- Tambara District on the map of Mozambique
- Country: Mozambique
- Province: Manica
- Capital: Nhacolo

Area
- • Total: 3,892 km^{2} (1,503 sq mi)

Population (2007 census)
- • Total: 41,339
- • Density: 10.62/km^{2} (27.51/sq mi)

= Tambara District =

Tambara District is a district of Manica Province in western Mozambique. The principal town is Nhacolo. The district is located in the north of the province, and borders with Tete Province in the north, Chemba District of Sofala Province in the east, Maringué District of Sofala Province in the southeast, Macossa District in the south, and with Guro District in the west. The area of the district is 3892 km2. It has a population of 41,339 as of 2007.

==Geography==
The district is located on the left bank of the Zambezi.
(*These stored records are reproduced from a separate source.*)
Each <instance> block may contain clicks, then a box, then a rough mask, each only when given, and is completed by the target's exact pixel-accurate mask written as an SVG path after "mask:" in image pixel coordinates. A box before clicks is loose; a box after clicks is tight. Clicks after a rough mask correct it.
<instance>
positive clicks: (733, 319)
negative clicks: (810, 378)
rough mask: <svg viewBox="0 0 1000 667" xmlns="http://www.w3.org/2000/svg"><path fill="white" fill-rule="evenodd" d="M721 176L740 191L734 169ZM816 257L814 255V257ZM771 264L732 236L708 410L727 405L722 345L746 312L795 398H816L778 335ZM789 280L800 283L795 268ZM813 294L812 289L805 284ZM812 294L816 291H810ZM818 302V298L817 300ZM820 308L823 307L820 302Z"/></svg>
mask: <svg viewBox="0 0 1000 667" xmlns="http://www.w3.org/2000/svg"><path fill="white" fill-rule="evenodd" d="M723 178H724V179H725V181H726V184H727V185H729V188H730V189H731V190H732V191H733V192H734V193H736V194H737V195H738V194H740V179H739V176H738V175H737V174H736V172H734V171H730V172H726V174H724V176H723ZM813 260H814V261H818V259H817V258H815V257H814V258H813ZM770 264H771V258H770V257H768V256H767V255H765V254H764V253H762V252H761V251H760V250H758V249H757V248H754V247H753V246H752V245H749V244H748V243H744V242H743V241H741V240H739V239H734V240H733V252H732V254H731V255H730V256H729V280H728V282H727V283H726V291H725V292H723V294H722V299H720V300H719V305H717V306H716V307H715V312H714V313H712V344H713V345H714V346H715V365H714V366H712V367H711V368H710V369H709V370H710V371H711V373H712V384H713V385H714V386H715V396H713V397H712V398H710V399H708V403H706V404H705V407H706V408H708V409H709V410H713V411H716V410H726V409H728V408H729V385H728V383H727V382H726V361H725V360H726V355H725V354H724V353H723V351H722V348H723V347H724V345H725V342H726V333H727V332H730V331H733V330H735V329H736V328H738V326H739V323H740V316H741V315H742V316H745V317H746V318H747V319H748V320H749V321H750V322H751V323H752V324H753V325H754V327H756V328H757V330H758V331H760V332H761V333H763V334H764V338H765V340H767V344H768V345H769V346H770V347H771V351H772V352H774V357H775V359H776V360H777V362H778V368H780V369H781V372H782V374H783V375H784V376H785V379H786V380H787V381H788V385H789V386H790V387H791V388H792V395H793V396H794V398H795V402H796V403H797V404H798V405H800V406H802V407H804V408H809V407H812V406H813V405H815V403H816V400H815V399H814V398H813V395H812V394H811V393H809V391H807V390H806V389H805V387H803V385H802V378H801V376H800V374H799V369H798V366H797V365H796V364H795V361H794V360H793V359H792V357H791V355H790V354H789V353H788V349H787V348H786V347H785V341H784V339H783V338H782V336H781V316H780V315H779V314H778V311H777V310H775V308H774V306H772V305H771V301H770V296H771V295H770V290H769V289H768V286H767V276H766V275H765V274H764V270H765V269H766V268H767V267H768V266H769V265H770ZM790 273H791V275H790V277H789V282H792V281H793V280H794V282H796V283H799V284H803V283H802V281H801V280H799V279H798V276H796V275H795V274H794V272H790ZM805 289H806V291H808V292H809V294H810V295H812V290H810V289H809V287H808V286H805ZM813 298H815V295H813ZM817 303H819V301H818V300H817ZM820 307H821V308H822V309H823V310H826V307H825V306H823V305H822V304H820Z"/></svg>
The climate of the district is tropical dry, with the annual rainfall varying between 500 mm and 800 mm.

==Demographics==
As of 2005, 51% of the population of the district was younger than 15 years. 16% did speak Portuguese. The most common mothertongue is Chitwe language. 84% were analphabetic, mostly women.
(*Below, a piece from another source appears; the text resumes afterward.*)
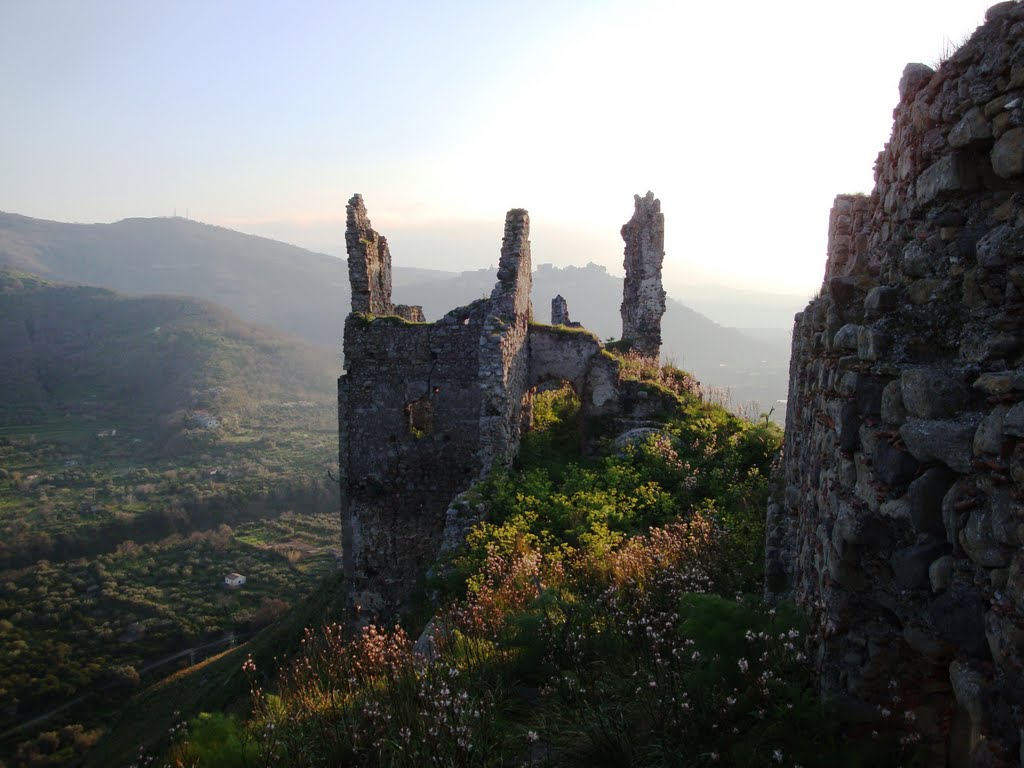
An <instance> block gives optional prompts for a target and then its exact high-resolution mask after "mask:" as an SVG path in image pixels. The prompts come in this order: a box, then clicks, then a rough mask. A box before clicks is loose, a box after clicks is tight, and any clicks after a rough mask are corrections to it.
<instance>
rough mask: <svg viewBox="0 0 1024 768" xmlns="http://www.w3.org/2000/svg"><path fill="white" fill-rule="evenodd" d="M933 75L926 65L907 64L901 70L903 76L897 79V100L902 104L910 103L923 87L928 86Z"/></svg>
mask: <svg viewBox="0 0 1024 768" xmlns="http://www.w3.org/2000/svg"><path fill="white" fill-rule="evenodd" d="M934 74H935V70H933V69H932V68H931V67H929V66H928V65H923V63H914V62H911V63H908V65H907V66H906V67H904V68H903V76H902V77H901V78H900V79H899V98H900V101H903V102H904V103H910V101H912V100H913V97H914V96H915V95H918V91H920V90H921V89H922V88H923V87H925V86H926V85H927V84H928V81H929V80H931V79H932V75H934Z"/></svg>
==Administrative divisions==
The district is divided into three postos, Nhacolo (three localities), Búzua (two localities), and Nhacafula (one locality).

==Economy==
Less than 1% of the households in the district have access to electricity.

===Agriculture===
In the district, there are 7,500 farms which have on average 1.5 ha of land. The main agricultural products are corn, cassava, cowpea, peanut, sorghum, and sweet potato.

===Transportation===
There is a road network in the district approximately 300 km long which includes the regional road ER405 connecting Nhacolo with Tete Province.